The volume faded, though the words still came. Jaffe tried to catch them, but most slipped by. Something about do we become sky?, was it? Yes, that’s what he said:

‘… do we become sky?’

‘What are you talking about?’ Jaffe said.

‘Open your eyes,’ Fletcher replied.

‘It makes me sick to look at you.’

‘The feeling’s mutual. But still … you should open your eyes. See the miracle at work.’

‘What miracle?’

‘Just look.’

He did as Fletcher urged. The scene was exactly as it had been when he’d closed them. The wide window; the man sitting before it. The same exactly.

‘The Nuncio’s in me,’ Fletcher announced in Jaffe’s head. His face didn’t move at all. Not a twitch of the lips. Not a flicker of an eyelash. Just the same terrible finishedness.

‘You mean you tested it on yourself?’ Jaffe said. ‘After all you told me?’

‘It changes everything, Jaffe. It’s the whip to the back of the world.’

‘You took it! It was supposed to be me!’

‘I didn’t take it. It took me. It’s got a life of its own, Jaffe. I wanted to destroy it, but it wouldn’t let me.’

‘Why destroy it in the first place? It’s the Great Work.’

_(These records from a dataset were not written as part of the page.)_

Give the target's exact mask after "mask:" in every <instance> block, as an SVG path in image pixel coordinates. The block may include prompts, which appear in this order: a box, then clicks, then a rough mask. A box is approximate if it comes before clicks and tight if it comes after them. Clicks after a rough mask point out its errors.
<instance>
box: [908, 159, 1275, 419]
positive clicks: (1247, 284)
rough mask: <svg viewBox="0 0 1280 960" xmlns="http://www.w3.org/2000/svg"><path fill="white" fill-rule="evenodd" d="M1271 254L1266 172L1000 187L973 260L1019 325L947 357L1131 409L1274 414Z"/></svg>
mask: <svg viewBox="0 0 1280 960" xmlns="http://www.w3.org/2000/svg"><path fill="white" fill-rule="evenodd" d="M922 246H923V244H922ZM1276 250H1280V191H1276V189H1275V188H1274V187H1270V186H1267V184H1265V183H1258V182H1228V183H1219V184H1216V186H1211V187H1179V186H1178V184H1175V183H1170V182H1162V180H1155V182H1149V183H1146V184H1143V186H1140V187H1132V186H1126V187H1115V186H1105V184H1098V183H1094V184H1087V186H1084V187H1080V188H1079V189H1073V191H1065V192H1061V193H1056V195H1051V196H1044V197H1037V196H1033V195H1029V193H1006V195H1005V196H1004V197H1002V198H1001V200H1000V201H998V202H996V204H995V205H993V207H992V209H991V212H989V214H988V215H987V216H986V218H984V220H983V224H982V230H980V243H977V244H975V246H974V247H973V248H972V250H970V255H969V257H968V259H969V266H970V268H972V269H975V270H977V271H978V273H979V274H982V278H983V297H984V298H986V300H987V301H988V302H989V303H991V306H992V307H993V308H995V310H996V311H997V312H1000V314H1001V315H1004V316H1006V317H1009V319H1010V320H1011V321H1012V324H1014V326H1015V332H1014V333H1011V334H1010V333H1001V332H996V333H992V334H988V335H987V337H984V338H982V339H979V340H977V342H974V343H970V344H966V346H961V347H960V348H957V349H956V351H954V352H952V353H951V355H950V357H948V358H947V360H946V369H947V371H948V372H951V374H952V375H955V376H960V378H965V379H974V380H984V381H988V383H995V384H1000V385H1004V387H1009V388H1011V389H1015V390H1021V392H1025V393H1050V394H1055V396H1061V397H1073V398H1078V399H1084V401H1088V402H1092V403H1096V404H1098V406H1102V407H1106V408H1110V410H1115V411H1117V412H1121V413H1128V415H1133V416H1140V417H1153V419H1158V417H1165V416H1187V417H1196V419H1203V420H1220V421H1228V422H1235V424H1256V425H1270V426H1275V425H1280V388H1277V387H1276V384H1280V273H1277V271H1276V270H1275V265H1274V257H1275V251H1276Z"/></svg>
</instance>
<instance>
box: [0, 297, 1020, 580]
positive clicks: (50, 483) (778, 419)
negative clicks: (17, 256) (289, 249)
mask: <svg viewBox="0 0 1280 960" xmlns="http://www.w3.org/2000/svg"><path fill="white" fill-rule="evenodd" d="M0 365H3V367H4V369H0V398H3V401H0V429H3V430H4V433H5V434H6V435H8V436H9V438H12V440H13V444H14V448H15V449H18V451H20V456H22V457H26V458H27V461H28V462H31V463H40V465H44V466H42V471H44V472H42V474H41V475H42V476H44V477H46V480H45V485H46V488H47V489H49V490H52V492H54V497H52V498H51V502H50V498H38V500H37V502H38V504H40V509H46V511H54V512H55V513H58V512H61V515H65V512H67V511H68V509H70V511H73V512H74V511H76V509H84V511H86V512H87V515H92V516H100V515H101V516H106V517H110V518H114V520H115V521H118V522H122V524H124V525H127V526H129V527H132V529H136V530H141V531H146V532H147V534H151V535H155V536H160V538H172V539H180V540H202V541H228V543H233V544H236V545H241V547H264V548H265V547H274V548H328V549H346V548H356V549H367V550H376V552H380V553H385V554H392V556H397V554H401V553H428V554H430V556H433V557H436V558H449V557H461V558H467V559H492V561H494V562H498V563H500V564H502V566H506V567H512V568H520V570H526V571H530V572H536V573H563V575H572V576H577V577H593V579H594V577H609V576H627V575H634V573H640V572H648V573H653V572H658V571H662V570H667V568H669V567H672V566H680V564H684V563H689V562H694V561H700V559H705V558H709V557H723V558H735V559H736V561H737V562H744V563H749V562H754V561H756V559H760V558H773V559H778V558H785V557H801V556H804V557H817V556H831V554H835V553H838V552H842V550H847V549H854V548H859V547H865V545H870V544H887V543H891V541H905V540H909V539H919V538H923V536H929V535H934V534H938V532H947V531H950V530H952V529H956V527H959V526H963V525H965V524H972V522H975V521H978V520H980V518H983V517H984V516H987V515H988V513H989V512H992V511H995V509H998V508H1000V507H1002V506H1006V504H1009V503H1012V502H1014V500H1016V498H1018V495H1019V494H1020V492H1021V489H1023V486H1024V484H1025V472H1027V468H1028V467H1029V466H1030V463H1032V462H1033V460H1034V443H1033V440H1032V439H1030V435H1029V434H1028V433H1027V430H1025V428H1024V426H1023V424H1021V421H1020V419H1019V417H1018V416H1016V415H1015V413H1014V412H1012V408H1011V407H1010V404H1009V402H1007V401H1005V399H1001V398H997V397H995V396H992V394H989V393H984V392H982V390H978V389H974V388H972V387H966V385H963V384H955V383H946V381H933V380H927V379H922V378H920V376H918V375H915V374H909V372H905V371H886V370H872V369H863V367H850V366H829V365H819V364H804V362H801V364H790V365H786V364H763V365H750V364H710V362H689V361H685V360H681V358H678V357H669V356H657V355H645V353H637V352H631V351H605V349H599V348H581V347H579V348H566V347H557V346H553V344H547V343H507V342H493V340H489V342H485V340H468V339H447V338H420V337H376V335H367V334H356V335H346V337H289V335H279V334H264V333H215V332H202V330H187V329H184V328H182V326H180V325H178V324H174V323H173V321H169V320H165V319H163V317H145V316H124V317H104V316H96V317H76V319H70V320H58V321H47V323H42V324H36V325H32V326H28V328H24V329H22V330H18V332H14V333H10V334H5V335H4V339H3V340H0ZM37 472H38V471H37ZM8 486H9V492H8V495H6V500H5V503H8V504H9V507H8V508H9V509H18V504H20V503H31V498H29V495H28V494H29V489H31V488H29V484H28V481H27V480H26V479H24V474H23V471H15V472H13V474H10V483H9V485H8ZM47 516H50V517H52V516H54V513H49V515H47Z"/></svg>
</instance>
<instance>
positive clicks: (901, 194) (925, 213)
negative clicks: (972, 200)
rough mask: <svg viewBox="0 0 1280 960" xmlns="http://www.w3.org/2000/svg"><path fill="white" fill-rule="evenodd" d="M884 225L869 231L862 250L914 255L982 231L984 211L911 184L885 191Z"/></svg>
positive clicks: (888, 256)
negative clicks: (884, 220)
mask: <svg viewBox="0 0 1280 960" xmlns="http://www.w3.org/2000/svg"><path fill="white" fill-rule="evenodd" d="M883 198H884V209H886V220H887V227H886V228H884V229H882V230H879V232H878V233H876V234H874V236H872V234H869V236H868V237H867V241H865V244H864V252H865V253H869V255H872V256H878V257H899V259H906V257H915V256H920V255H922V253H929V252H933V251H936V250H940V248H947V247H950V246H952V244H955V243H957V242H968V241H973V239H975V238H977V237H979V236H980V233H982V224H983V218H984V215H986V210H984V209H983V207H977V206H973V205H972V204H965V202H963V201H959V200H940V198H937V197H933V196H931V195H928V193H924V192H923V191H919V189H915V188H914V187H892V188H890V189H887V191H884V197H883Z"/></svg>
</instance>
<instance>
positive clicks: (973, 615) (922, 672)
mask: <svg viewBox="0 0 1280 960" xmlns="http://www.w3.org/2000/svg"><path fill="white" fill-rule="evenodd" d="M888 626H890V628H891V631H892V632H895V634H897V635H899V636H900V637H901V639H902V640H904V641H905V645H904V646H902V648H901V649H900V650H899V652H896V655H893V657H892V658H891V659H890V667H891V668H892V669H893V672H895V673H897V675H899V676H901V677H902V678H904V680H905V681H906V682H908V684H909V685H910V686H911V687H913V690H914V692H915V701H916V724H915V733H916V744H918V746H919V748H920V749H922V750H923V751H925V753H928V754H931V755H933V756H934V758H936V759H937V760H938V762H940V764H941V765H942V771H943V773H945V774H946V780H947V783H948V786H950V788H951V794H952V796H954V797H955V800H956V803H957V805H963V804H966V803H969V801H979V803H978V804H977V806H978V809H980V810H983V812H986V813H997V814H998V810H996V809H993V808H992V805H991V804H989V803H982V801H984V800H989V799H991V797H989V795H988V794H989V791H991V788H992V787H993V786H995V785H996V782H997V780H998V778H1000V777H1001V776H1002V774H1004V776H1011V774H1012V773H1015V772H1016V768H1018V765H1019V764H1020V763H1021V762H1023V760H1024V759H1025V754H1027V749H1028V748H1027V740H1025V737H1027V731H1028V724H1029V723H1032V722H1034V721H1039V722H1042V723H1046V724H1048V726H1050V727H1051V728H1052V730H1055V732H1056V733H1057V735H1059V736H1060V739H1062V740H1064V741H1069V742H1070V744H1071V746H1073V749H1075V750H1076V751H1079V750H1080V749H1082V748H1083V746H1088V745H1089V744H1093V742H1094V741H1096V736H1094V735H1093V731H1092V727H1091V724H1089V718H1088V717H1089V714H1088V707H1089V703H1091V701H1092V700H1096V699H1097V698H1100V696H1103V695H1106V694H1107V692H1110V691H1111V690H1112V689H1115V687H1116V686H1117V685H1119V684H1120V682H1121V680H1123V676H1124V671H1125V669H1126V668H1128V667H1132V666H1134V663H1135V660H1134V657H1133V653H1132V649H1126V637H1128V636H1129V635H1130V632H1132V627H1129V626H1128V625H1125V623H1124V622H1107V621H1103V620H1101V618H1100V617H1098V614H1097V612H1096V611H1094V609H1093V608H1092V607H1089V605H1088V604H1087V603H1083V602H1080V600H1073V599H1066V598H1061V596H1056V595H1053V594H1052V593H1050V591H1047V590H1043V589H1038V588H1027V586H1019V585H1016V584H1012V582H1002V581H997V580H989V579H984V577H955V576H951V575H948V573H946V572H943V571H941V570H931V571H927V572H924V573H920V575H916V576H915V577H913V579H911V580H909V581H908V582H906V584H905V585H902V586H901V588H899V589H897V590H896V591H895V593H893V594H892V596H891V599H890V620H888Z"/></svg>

‘Because it doesn’t operate the way I thought it would. It’s not interested in the flesh, Jaffe, except as an afterthought. It’s the mind it plays with. It takes thought for its inspiration, and runs with that. Makes us what we’d hope to be, or fear we are. Or both. Maybe both.’

‘You haven’t changed,’ Jaffe observed. ‘Still sound the same.’

‘But I’m talking in your head,’ Fletcher reminded him. ‘Did I ever do that before?’

‘So, telepathy’s in the future of the species,’ Jaffe replied. ‘No surprise there. You’ve just accelerated the process. Leap-frogged a few thousand years.’

‘Will I be sky?’ Fletcher said again. ‘That’s what I want to be.’

‘Then be it,’ Jaffe said. ‘I’ve got more ambition than that.’

‘Yes. Yes, you have, more’s the pity. That was why I tried to keep it out of your hands. Stop it using you. But it distracted me. I saw the window open and I couldn’t keep away. The Nuncio made me so dreamy. Made me sit, and wonder: will I … will I be sky?’

‘It stopped you cheating me,’ Jaffe said. ‘It wants to be used, that’s all.’

‘Mmmm.’

‘So where’s the rest? You didn’t take it all.’

‘No,’ Fletcher said. The power to deceive had been sluiced from him. ‘But please, don’t …’

‘Where?’ Jaffe said, advancing into the room now. ‘You’ve got it on you?’

He felt myriad tiny brushes against his skin as he stepped forward, as though he’d walked into a dense cloud of invisible gnats. The sensation should have warned him off tackling Fletcher, but he was too eager for the Nuncio to take notice. He put his fingers on the man’s shoulder. Upon contact the figure seemed to fly apart, a cloud of motes – grey, white and red – breaking against him like a pollen storm.

In his head he heard the genius begin to laugh, not, Jaffe knew, at his expense but at the sheer liberation of shrugging off this skin of dulling dust, which had begun to gather upon him at birth, accruing steadily until all but the brightest hints of brightness were stopped. Now, when the dust blew away, Fletcher was still sitting in the chair as he had been. But now he was incandescent.

‘I am too bright?’ he said. ‘I’m sorry.’

He turned down his flame.

‘I want this too!’ Jaffe said. ‘I want it now.’

‘I know,’ Fletcher replied. ‘I can taste your need. Messy, Jaffe, messy. You’re dangerous. I don’t think I ever really knew ’til now how dangerous you are. I can see you inside out. Read your past.’ He stopped for a moment, then let out a long, pained moan. ‘You killed a man,’ he said.

‘He deserved it.’

‘Stood in your way. And this other I’m seeing … Kissoon is it? Did he die too?’